Arts & Entertainment

Picking Splinters: The Birth of Sudden Death




Last weekend, ESPN looked back on the epic clash in the National Football League’s 1958 Championship, known today as “The Greatest Game Ever Played.” The game carries that reputation in large part because it was the first football championship game to be decided in sudden death overtime.

In fact, during interviews for the ESPN broadcast, celebrated sports photographer Neil Leifer and film maker Barry Levinson both noted that this game marked the first time they had ever heard the phrase “sudden death,” believing they were witnessing something entirely new. After I did some digging, it turns out the practice, and the phrase, dates back far earlier.

The phrase was first coined in a metaphorical sense by literary legend Mark Twain, who recorded the phrase in 1865 to describe rotgut whiskey. With a label like that, it’s easy to see why Twain made his mark in literature and not in liquor marketing.

“Sudden death” did not debut for the first time in sports history during “The Greatest Game Ever Played,” instead appearing nearly 100 years earlier.

After a scoreless 90-minute regulation period at the second-ever soccer competition, The Cromwell Cup, in 1868, the Sheffield Wednesday and Garrick clubs agreed the next goal would determine the winner.

The next-goal-wins rule has also been on hockey’s books since at least the 1890s according to the Elias Sports Bureau.

However, in newspapers at the time the connotation for “sudden death” meant a “series-ending game” rather than the “next-score-wins” definition it carried in 1958. For example, a story from the Manitoba Free Press dated March 12, 1920 recounts:

“By a score of 11-2 Sudbury, champions of the Northern Hockey league, defeated Collingwood, O.H.A. intermediate champions, here tonight in a ‘sudden death’ game to see which team would compete for the Allan cup. Sudbury will play the winner of the Granite-Tiger round in the O.H.A. Senior championship finals for the Allan cup.”

Twenty years later, “sudden death” carried the connotation with which we associate it today, as evidenced by an article about, of all sports, basketball.

A column, “As J.C.D. Sees It” by J.C. Derks from the April 2, 1940 issue of the Salt Lake City Tribune, details one of several rule changes to high school basketball:

“The Extra-Period Rule: The more important of the two minor changes affects the high school division. The new provision is that when an extra period is required for decision, a full three minutes are to be played. If a second extra period is necessary, the ‘Sudden death’ method is to be used; that is, the team which scores first.”

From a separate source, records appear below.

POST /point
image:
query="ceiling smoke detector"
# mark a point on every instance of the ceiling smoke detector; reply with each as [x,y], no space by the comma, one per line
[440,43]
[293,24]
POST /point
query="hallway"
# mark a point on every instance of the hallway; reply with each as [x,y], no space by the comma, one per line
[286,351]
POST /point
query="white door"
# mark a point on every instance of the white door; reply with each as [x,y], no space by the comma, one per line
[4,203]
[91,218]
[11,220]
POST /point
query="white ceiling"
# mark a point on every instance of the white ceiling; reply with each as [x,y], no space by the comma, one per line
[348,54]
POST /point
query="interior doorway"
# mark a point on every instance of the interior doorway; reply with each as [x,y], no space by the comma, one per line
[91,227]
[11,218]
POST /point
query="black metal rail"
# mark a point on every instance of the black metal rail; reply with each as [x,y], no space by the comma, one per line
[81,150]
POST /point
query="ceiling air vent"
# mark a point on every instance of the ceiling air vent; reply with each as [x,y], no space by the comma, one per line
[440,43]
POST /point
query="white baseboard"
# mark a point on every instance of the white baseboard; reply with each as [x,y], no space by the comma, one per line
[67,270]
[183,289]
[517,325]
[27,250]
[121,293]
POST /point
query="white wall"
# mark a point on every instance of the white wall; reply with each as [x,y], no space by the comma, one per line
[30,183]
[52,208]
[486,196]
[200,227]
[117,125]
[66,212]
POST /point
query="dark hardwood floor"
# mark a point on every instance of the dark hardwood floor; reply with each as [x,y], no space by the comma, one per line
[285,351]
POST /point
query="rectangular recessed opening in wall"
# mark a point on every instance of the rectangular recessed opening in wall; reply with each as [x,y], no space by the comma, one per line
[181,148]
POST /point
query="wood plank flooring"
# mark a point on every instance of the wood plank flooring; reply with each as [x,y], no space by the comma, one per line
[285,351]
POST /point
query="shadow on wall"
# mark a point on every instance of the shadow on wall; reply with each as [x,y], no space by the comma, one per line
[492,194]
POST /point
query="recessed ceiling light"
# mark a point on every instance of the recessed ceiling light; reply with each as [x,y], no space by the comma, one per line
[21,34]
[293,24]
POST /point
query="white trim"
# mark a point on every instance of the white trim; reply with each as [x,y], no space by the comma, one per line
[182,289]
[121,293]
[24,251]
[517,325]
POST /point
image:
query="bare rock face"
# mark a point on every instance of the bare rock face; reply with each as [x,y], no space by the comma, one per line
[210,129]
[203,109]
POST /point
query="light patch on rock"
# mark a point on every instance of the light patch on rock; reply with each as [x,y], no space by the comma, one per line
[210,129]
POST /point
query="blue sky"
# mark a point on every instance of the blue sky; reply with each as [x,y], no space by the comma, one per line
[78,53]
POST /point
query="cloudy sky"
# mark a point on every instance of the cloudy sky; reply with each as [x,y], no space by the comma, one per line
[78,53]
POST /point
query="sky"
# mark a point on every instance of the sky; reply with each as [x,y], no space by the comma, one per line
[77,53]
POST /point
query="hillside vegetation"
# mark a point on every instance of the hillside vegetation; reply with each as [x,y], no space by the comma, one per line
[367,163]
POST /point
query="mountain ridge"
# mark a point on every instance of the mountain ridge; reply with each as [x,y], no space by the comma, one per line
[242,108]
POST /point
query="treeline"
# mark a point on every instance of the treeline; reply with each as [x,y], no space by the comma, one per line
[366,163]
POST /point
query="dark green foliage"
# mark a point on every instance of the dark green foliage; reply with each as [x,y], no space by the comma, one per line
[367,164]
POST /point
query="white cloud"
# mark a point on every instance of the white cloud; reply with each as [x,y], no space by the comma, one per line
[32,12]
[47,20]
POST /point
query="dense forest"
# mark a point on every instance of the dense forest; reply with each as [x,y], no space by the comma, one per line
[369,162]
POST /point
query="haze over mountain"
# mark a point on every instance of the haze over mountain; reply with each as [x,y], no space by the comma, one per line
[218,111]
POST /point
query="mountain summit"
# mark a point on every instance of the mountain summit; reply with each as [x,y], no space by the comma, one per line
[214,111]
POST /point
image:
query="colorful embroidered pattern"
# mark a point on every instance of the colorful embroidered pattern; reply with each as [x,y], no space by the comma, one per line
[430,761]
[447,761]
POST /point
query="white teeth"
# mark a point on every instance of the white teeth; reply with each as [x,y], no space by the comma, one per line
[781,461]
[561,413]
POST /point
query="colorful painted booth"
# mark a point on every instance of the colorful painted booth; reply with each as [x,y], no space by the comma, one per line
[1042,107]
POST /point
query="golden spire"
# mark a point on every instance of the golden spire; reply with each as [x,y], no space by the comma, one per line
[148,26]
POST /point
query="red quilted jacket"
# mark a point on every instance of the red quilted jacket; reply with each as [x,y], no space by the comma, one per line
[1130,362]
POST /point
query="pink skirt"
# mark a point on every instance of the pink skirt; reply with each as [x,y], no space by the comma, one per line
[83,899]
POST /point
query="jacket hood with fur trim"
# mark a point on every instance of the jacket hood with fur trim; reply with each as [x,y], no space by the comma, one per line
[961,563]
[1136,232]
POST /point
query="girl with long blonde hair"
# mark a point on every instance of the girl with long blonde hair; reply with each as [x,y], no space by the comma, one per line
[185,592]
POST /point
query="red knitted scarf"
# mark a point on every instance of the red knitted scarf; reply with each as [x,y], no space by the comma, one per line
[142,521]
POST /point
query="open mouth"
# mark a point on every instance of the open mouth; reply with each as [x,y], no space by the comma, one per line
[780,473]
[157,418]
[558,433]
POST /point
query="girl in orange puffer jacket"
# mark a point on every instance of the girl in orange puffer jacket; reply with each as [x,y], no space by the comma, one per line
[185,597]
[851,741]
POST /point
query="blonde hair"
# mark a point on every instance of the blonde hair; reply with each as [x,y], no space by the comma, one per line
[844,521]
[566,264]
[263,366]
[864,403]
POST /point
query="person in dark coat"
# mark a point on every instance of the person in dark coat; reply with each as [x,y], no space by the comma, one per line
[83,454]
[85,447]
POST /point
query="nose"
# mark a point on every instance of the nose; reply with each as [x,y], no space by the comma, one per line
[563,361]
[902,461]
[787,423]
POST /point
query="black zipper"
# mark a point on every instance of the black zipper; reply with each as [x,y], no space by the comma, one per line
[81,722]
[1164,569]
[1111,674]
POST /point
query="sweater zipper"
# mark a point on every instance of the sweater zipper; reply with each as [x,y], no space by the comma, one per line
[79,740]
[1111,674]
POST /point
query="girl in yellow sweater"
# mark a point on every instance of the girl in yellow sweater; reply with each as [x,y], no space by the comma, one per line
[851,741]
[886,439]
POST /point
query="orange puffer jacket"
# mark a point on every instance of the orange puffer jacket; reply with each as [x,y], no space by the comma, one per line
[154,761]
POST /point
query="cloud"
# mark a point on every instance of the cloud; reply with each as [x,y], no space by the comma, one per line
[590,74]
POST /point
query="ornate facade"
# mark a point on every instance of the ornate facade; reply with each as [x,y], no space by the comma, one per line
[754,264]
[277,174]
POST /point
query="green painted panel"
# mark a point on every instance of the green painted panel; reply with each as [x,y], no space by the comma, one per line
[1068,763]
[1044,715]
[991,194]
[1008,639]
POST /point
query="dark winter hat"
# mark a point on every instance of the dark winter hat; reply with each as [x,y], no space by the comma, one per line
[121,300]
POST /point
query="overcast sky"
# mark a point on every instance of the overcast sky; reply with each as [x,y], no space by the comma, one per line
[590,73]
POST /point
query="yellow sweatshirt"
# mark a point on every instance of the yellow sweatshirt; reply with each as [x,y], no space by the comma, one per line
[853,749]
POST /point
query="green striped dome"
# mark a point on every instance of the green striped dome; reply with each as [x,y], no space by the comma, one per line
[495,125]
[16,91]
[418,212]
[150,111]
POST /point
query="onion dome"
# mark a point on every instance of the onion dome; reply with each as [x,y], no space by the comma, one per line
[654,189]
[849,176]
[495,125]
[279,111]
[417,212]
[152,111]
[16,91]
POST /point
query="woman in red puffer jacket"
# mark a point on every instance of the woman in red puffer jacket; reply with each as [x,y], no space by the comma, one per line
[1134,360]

Even then the phrase has experienced some further evolution. Given that the phrase does carry a rather unpleasant connotation, there have been attempts in the latter half of the 20th century to put a positive spin on it.

During a broadcast of the 1971 AFC Championship OT game between the Chiefs and Dolphins the late Curt Gowdy stubbornly shunned “sudden death” for the phrase “sudden victory.”

When soccer’s international governing body officially introduced its sudden-death format in 1994, they put their own happy twist on the title, dubbing it a “golden goal” period. Perhaps the football folk were concerned the phrase’s more literal meaning might align a little too closely with some sad incidents from the sport’s past.

In 1994 Columbian national player Andres Escobar scored into his own net, derailing the country’s World Cup hopes. Ten days later he was murdered – shot 12 times while his assassin allegedly screamed “Gooooooaaaaaal!” In 1998, a match in the Congo ended, suddenly, when all 11 members of the home team were killed by lightning. Witchcraft was blamed.

But for most, it will always be “sudden death,” which, it turns out, was first introduced to American football three years prior to The Greatest Game Ever Played, used in an exhibition game in Portland, Ore. between the Los Angeles Rams and the New York Giants.

The Giants fared no better in that contest, losing 23-17 three minutes into OT.

In the years since, sudden death has provided a number of the most memorable moments in sports, with teams basking in the glory of victory, or choking down the bitter pill of defeat … a pill we now know tastes like rotgut whiskey.